End of Linares Campaign
My Linares campaign has concluded with a Spanish victory.
The campaign has lasted twelve days and produced five battles. The French won the first three but the Spanish won the last two.
It took four months to play the campaign, and proved to be one of the most interesting yet. This is mainly because of the new campaign rules for guerrillas, which added a new dimension to the campaign. It was also very satisfying that it had such a historical feel, and that the outcome was down to the success of the guerrilla bands.
For many years I ran the campaign as PBEM, and I loved the lack of personal control due to having ten players each commanding an allied or French army. But after a couple of years I grew bored of the same style of wargames which the campaign provided. The armies and nationalities might change but the type of battle rarely did.
This was because I allowed the players to make all tactical decisions, how else could they get any enjoyment out of the campaign. But this resulted in a very limited number of wargames. In retrospect I think that this was because most players did not last long enough to learn the necessary lessons. Most commanders only played one, or two, campaigns. They had a limited knowledge of the campaign and wargame rules, and could not be expected to choose the best tactical deployment to win the eventual wargame.
I converted to solo campaign about two years ago, and even for me it has been a long learning curve. I amend both campaign and wargame rules as a result of campaign and wargame play. This has proved particularly effective now that I play the role of allied and French commander both in the campaign and on the table top.
Most of the rule change has been to prevent me from “gaming”, both in the campaign and on the table.

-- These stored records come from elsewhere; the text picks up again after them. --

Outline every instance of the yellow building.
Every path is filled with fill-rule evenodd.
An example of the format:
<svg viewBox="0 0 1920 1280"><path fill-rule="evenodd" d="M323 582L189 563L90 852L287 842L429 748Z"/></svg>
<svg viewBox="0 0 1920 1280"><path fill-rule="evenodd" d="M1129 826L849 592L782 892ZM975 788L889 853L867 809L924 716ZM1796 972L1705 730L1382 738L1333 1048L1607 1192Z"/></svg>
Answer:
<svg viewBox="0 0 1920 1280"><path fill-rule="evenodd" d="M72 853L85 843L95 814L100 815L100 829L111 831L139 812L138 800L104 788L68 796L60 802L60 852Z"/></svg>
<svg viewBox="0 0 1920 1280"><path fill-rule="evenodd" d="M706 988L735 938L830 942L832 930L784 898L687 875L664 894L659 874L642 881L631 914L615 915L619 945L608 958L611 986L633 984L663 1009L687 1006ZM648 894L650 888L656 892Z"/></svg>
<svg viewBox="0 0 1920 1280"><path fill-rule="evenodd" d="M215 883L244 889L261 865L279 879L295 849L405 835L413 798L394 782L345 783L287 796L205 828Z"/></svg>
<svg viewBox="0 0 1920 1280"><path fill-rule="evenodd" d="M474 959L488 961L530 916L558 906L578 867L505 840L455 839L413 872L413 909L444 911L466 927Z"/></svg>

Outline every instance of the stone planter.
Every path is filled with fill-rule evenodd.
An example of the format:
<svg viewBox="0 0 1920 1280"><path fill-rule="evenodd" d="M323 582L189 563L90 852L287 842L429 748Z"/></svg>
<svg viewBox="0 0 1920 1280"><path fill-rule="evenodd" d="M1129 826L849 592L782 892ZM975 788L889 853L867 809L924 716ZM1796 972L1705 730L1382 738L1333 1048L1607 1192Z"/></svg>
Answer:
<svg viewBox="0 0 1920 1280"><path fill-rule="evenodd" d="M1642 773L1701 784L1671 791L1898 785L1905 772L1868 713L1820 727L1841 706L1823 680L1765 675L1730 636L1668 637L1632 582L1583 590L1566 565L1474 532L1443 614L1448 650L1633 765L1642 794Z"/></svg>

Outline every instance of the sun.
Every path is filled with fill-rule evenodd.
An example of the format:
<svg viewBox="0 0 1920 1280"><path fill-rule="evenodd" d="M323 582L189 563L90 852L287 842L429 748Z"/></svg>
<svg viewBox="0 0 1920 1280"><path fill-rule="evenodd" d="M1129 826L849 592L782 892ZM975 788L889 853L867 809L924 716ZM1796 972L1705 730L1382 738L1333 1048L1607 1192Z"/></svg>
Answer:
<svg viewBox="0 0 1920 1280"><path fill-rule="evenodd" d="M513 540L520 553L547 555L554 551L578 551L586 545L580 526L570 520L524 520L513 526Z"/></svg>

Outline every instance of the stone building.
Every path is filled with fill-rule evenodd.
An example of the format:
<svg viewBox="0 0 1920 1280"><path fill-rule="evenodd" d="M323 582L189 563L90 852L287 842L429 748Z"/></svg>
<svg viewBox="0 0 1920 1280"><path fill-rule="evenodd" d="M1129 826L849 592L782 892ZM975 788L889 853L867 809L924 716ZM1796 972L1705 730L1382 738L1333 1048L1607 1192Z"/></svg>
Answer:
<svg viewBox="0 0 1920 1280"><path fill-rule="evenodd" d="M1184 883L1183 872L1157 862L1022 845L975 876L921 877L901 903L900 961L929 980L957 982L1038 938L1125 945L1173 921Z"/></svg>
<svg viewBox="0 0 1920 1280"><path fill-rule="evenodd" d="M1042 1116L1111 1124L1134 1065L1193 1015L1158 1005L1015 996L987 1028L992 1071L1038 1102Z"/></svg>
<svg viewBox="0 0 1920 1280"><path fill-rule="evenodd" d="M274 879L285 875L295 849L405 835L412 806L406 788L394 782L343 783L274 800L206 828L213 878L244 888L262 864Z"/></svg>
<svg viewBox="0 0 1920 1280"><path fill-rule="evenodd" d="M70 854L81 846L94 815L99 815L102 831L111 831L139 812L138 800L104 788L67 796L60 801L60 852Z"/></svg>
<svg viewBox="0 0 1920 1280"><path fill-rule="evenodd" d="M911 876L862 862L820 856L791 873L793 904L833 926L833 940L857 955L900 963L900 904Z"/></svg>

In the campaign the most important influence has been supply and resupply. I allow each corps a maximum of four days’ supply. It takes at least one, and often two, campaign days to bring the enemy to battle. At the end of the battle the attacker will usually be down to one or two day’s supplies. If he runs out he is punished by attrition casualties. So even if he wins he is faced with the problem of immediate pursuit and loss of attrition. Or wait to rearrange his supplies and await resupply and replacement of battle casualties.
If he loses he is in real trouble. He still faces the problem of attrition casualties and resupply, but he has now lost the initiative to the enemy who won the battle.
It all provides an unexpected loss of control for me as umpire, commander and wargamer.
It also provides surprisingly fun wargames.